First posted on Facebook on 26th November, 2016
Sorry to hear of the death of David Provan at aged 75 following a long illness. David played five times for Scotland on 5 occasions.
In the 1960’s there was a clear lineage of full backs that went through the decade, starting with the likes of Duncan Mackay of Celtic and Eric Caldow of Rangers and moving to Alex Hamilton of Dundee, Eddie McCreadie of Chelsea and Tommy Gemmell of Celtic, so it was rare for others to get that chance to shine. David Provan was given that chance on five occasions.
David’s first cap came in October, 1963 under Ian McColl as Scotland faced Northern Ireland in a Home International in Belfast. Scotland lost 2-1 with Ian St. John netting for Scotland, Alex Hamilton of Dundee played full back on the right to David being on the left.
They would be paired up a month later as Scotland and Denis Law in particular ran riot at Hampden against Norway with Denis scoring four goals and Dave Mackay hitting a brace to win 6-1.
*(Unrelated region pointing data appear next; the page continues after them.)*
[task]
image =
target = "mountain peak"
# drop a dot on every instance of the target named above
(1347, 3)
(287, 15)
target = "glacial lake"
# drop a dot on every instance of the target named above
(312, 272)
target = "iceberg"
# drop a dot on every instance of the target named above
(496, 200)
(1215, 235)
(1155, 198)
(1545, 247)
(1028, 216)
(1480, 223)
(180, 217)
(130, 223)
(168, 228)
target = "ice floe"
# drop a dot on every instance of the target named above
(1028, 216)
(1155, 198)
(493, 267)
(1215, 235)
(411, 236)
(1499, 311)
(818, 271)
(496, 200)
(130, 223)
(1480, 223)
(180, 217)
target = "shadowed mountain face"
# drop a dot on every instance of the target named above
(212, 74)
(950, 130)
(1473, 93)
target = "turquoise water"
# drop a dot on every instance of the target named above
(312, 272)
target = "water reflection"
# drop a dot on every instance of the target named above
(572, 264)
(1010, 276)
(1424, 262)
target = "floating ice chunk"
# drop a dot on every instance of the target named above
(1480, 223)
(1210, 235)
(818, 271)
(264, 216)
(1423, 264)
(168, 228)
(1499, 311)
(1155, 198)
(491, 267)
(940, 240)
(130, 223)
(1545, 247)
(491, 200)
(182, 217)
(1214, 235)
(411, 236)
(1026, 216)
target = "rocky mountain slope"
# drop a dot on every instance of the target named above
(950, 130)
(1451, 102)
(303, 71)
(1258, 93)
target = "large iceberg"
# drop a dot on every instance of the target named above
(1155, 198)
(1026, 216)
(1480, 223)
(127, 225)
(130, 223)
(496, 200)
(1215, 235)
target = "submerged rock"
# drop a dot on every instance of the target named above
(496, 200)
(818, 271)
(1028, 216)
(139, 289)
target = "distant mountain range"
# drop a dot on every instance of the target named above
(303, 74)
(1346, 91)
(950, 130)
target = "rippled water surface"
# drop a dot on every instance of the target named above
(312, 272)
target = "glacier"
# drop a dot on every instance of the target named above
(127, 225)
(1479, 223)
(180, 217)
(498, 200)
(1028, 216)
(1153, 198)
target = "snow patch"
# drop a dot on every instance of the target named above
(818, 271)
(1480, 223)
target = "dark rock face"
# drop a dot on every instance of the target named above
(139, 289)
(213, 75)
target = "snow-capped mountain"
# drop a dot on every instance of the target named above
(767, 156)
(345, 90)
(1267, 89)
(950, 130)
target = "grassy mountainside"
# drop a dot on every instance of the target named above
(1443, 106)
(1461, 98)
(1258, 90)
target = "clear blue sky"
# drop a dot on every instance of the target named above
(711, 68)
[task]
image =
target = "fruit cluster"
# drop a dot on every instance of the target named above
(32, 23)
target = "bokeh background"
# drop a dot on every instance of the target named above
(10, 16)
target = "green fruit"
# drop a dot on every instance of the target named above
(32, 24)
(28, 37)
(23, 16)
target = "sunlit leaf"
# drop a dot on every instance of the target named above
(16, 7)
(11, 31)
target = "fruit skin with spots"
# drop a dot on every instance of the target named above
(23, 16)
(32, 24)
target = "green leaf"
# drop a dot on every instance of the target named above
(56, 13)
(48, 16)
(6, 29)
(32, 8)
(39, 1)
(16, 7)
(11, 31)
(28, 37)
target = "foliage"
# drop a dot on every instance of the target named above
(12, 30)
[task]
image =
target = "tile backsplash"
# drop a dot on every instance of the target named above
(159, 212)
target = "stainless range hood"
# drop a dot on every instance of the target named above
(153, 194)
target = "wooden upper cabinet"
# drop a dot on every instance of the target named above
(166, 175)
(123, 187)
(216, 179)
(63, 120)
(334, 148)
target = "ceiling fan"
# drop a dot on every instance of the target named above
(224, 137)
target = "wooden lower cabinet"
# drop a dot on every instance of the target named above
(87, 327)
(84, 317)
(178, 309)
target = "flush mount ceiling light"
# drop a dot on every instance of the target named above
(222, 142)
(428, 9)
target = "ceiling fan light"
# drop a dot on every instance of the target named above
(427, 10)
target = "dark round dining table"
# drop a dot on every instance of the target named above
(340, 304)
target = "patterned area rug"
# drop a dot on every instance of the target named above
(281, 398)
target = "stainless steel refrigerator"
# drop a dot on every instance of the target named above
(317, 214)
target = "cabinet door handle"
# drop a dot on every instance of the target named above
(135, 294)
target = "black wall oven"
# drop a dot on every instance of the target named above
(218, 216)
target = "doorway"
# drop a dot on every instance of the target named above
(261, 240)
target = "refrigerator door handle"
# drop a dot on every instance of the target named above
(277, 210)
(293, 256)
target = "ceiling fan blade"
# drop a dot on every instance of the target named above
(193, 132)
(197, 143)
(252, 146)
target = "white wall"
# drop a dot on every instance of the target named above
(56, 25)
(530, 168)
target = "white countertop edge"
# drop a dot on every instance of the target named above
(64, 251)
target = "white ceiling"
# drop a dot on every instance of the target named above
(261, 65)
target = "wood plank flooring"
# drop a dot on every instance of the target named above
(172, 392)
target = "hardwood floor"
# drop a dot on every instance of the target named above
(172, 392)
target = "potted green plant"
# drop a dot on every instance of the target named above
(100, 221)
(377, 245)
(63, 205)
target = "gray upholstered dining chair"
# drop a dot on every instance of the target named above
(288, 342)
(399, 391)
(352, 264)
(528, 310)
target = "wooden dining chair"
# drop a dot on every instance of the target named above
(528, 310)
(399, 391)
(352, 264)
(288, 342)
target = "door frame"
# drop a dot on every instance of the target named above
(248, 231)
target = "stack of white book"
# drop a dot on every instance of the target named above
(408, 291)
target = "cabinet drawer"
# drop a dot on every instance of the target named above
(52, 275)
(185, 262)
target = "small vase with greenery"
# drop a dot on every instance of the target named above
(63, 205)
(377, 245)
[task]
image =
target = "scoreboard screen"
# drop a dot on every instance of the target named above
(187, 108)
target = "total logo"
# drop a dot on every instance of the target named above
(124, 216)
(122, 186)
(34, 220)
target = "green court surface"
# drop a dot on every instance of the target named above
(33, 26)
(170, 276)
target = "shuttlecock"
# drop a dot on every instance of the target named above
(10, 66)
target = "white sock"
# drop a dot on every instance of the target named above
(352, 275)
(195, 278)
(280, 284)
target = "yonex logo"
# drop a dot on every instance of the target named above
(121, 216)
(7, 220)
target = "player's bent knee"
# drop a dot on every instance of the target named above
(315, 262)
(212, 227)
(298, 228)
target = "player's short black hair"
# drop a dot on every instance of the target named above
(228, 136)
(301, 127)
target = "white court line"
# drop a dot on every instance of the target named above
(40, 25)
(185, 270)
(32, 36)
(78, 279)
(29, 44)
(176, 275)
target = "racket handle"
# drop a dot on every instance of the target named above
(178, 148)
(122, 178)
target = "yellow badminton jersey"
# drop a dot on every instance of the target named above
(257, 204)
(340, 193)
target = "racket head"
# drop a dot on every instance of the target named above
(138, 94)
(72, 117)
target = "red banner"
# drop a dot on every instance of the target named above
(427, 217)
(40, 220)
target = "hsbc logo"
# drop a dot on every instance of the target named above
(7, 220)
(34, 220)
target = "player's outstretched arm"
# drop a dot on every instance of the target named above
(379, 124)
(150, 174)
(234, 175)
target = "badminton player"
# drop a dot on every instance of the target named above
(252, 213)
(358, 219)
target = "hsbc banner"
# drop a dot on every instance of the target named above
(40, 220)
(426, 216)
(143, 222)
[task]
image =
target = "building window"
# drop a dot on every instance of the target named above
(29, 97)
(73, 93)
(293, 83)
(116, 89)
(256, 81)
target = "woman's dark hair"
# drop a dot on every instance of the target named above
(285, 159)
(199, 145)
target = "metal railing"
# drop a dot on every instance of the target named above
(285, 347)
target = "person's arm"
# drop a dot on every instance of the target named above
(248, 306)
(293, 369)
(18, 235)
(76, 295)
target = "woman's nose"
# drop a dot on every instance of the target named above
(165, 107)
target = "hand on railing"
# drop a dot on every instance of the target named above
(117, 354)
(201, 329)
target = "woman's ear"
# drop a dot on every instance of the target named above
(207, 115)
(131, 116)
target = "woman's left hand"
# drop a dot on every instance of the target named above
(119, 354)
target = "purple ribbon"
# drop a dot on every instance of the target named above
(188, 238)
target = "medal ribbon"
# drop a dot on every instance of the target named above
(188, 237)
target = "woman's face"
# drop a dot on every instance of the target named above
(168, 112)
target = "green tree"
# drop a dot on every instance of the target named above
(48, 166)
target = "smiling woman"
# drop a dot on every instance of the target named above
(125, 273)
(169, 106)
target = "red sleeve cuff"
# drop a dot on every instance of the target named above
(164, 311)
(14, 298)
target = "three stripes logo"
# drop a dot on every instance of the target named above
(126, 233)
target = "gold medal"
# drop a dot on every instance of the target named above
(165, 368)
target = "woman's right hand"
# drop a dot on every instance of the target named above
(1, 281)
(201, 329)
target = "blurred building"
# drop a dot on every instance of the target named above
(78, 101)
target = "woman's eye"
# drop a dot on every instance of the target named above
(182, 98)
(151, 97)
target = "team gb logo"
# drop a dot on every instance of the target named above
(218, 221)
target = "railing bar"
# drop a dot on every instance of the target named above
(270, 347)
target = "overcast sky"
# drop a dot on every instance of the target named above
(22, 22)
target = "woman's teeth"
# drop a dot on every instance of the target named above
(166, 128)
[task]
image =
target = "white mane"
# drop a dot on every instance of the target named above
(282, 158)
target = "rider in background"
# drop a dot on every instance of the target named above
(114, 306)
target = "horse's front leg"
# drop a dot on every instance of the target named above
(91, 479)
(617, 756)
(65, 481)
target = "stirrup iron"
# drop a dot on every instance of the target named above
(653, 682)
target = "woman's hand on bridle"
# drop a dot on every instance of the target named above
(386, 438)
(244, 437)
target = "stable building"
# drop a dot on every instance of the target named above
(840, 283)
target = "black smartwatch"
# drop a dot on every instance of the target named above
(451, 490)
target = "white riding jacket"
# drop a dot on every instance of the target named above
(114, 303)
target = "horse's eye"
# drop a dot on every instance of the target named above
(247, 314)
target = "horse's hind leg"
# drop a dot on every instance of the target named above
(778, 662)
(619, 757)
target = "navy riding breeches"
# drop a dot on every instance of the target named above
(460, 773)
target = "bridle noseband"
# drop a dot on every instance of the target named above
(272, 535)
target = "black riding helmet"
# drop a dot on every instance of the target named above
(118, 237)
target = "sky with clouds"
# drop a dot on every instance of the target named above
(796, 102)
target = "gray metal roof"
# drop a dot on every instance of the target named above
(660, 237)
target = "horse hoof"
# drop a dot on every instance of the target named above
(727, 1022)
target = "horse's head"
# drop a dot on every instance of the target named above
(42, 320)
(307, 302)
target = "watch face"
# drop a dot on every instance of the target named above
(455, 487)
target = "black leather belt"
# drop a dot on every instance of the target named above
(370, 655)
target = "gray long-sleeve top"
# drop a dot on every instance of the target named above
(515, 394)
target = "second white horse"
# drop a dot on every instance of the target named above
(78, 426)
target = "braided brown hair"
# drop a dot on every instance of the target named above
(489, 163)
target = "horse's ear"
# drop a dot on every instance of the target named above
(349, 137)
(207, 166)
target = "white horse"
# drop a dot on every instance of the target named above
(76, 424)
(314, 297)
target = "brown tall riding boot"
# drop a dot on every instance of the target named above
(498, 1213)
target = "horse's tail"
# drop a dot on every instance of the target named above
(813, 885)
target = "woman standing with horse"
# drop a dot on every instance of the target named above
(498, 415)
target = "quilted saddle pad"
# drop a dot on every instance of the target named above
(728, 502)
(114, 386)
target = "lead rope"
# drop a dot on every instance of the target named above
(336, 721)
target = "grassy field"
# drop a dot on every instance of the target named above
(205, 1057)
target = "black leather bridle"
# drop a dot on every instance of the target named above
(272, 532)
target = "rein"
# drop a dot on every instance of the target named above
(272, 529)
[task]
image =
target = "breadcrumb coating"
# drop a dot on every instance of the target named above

Jim Kennedy of Celtic was then given a run in the team for a few games until Eddie McCreadie made his debut in April, 1965 and generally made the left back spot himself.
However, one surmises that injury kept Eddie out of the team in November, 1965 when Scotland faced Italy at home in a vital World Cup Qualifier and so Jock Stein drafted in Provan for the left back position, making their debuts that night were Ronnie McKinnon of Rangers and Bobby Murdoch of Celtic. However, it would be another Rangers player, who would grab the headlines as John Greig scored the only goal in the 88th minute to keep Scotland’s World Cup hopes alive.
John Greig had often been used as a full back for Scotland but with the side depleted by injuries for the away game against Italy; Greig was pushed into midfield and with the right full back position vacant Stein chose Provan once more. In an attempt to confuse the Italians, Scotland started with Ron Yeats of Liverpool wearing the number nine but those crafty Italians got wise to the act, that he was really a centre half and managed to get three past him and the rest of the Scotland defence in Naples. Goodbye World Cup ’66.
David’s final game came in John Prentice’s flawed idea of a line up, when he played a team made of home based players for a friendly v Netherlands featuring no Celtic players; the team who had just won the league. Scotland got pumped 3-0 at Hampden.
David would leave Rangers in 1970 for Crystal Palace where he would play only one game before going on to Plymouth Argyle for five seasons before returning to Scotland and playing briefly for St. Mirren. He would go on to manage for Albion Rovers for years in the late eighties and indeed would lead them to the 1988-89 Second Division Championship.
Rest in peace David and our thoughts are with your family at this time.